Inducing lactation without being pregnant can take between 4 weeks and 6 months, depending on the method followed.
Using hormones to induce lactation is the method that allows for the most precise planning. It's also the most effective method to induce lactation.
We made separate articles with the detailed steps you need to follow to induce lactation without being pregnant, depending on how much time you have (the more preparation time, the more the likelihood of success):
- Inducing lactation if you have more than 90 days to prepare
- Inducing lactation if you have between 30 and 90 days to prepare
- Inducing lactation if you have less than 30 days to prepare
In each of the 3 articles we allow for minimum 3 to 4 weeks of hormone therapy before you can start trying to express milk from your breasts via pumping.
After you start pumping regularly, it may take a few days, a week, or more for your breasts to start expressing milk. Everyone responds differently. The general rule is that the more preparation time you allowed during the hormone therapy phase, the faster the milk will come when you start pumping.

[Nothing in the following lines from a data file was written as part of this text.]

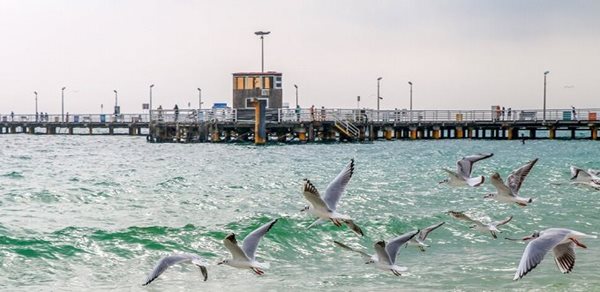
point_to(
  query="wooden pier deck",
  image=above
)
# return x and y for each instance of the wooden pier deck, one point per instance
(318, 125)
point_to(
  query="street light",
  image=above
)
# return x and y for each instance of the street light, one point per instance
(36, 113)
(116, 102)
(62, 118)
(296, 86)
(544, 116)
(262, 48)
(150, 105)
(378, 96)
(199, 98)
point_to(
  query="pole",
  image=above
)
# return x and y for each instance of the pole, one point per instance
(544, 114)
(62, 116)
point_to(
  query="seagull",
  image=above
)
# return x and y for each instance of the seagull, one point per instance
(464, 167)
(385, 254)
(562, 241)
(509, 193)
(418, 240)
(325, 207)
(164, 263)
(478, 225)
(244, 257)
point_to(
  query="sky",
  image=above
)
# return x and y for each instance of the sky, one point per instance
(459, 54)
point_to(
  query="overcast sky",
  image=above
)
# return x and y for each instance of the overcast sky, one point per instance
(458, 54)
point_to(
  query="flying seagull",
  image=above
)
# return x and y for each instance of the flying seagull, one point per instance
(325, 207)
(464, 167)
(244, 257)
(418, 240)
(509, 192)
(385, 253)
(491, 227)
(164, 263)
(561, 241)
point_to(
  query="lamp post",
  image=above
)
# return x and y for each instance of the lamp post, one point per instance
(36, 113)
(199, 98)
(378, 96)
(296, 86)
(150, 105)
(544, 115)
(62, 116)
(262, 48)
(116, 102)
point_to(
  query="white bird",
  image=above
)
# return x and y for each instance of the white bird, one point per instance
(509, 192)
(464, 167)
(561, 241)
(588, 178)
(164, 263)
(491, 227)
(418, 240)
(325, 208)
(244, 257)
(385, 254)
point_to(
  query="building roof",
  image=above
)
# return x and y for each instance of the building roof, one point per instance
(268, 73)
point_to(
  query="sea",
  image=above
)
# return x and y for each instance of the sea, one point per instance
(96, 213)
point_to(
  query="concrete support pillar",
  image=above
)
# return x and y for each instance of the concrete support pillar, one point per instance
(436, 132)
(459, 132)
(413, 133)
(552, 133)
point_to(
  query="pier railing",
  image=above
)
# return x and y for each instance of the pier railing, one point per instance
(315, 114)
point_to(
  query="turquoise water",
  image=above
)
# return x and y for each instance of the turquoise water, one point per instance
(96, 213)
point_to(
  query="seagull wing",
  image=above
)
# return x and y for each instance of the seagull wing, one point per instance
(465, 165)
(337, 186)
(394, 245)
(311, 194)
(382, 254)
(564, 256)
(498, 223)
(536, 250)
(516, 178)
(425, 232)
(251, 241)
(363, 254)
(164, 263)
(236, 252)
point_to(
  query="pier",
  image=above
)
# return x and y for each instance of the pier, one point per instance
(316, 125)
(358, 125)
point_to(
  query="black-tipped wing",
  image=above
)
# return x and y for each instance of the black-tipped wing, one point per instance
(517, 177)
(564, 256)
(394, 245)
(251, 241)
(465, 166)
(536, 250)
(337, 186)
(164, 263)
(425, 231)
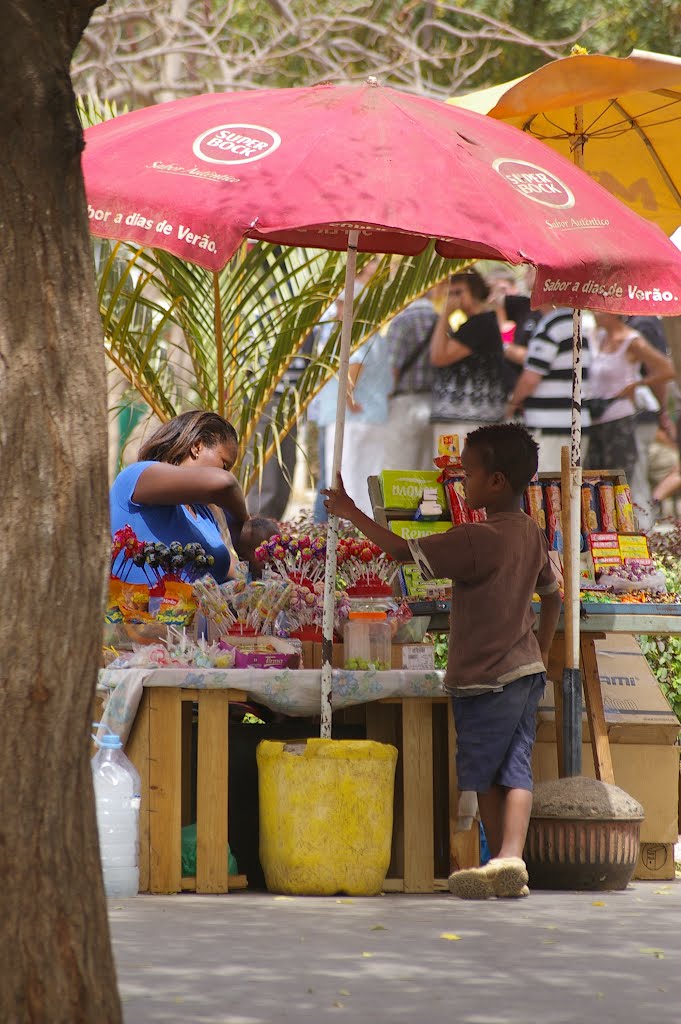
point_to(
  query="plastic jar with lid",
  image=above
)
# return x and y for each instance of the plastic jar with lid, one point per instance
(367, 639)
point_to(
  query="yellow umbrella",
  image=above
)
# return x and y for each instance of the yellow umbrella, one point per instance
(620, 119)
(624, 114)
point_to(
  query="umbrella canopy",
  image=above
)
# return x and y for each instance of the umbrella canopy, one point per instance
(631, 122)
(304, 166)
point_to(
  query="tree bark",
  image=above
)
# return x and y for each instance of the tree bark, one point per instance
(55, 952)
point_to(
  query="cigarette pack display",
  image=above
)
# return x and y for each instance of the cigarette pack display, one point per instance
(590, 519)
(624, 509)
(535, 504)
(606, 504)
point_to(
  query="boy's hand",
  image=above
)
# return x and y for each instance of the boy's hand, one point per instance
(338, 502)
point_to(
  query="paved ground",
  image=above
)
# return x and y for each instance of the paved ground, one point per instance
(256, 958)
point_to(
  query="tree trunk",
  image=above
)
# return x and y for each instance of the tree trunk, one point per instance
(55, 954)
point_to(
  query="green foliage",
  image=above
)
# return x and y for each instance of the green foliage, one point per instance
(440, 642)
(664, 652)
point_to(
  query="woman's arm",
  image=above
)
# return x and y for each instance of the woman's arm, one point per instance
(658, 368)
(162, 483)
(340, 504)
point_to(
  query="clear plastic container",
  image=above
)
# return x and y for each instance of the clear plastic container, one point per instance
(117, 794)
(367, 639)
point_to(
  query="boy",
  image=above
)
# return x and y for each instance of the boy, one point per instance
(496, 668)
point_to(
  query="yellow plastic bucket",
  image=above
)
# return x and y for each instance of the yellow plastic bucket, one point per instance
(326, 815)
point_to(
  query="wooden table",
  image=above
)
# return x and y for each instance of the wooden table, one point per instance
(159, 747)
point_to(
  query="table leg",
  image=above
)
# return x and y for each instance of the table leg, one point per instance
(593, 696)
(165, 790)
(212, 768)
(137, 750)
(418, 781)
(464, 846)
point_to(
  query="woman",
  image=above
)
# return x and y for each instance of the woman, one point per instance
(470, 387)
(182, 468)
(618, 353)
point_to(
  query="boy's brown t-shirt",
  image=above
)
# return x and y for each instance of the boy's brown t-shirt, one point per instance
(497, 566)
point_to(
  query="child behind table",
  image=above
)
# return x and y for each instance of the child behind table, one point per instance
(496, 666)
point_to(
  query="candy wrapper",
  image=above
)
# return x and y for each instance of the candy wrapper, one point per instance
(606, 503)
(535, 504)
(553, 505)
(624, 509)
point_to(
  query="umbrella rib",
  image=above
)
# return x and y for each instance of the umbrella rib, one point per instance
(667, 178)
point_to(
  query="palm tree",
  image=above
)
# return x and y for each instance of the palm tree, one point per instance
(184, 337)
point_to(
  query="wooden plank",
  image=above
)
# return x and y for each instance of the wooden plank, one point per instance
(464, 846)
(187, 716)
(236, 882)
(383, 726)
(137, 750)
(212, 768)
(418, 788)
(595, 713)
(165, 790)
(555, 674)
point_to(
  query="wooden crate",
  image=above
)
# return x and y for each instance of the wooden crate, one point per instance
(159, 747)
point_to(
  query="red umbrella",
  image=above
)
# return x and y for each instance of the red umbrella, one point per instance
(301, 166)
(370, 168)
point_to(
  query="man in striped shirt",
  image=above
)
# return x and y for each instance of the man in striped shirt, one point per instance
(544, 389)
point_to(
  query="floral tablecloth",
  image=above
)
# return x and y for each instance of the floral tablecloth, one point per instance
(287, 691)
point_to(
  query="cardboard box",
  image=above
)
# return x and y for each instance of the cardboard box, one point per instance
(402, 488)
(636, 709)
(655, 861)
(649, 773)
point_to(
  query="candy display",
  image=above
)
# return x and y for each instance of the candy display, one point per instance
(300, 559)
(167, 599)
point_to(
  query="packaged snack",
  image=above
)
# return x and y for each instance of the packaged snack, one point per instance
(449, 444)
(456, 498)
(535, 504)
(590, 521)
(624, 509)
(606, 503)
(178, 604)
(553, 504)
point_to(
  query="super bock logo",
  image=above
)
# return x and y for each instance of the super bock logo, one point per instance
(536, 183)
(236, 143)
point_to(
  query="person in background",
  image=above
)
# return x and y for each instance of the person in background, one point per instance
(183, 467)
(496, 674)
(370, 382)
(544, 390)
(619, 353)
(255, 531)
(409, 434)
(469, 387)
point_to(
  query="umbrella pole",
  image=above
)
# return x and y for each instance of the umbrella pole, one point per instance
(219, 342)
(332, 535)
(571, 486)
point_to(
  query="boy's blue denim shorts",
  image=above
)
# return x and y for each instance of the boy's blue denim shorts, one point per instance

The Newman-Goldfarb protocols, on which our steps are based, have a high success rate. Most women from Western countries who induce lactation using these protocols manage to produce enough milk to cover the majority their baby’s nutritional needs.
A famous study made on 240 women who induced lactation to breastfeed adopted children found that two third of these women estimated they were providing 50-75% of their babies nutrition as breast milk.1
It can even work on a population that wouldn't normally be able to breastfeed like postmenopausal women, women who suffer from ovary dysfunction/ablation or transgender women.
1. Auerbach KG, Avery JL. Induced lactation. A study of adoptive nursing by 240 women. American Journal of Diseases of Children (1960). 1981 Apr;135(4):340-343.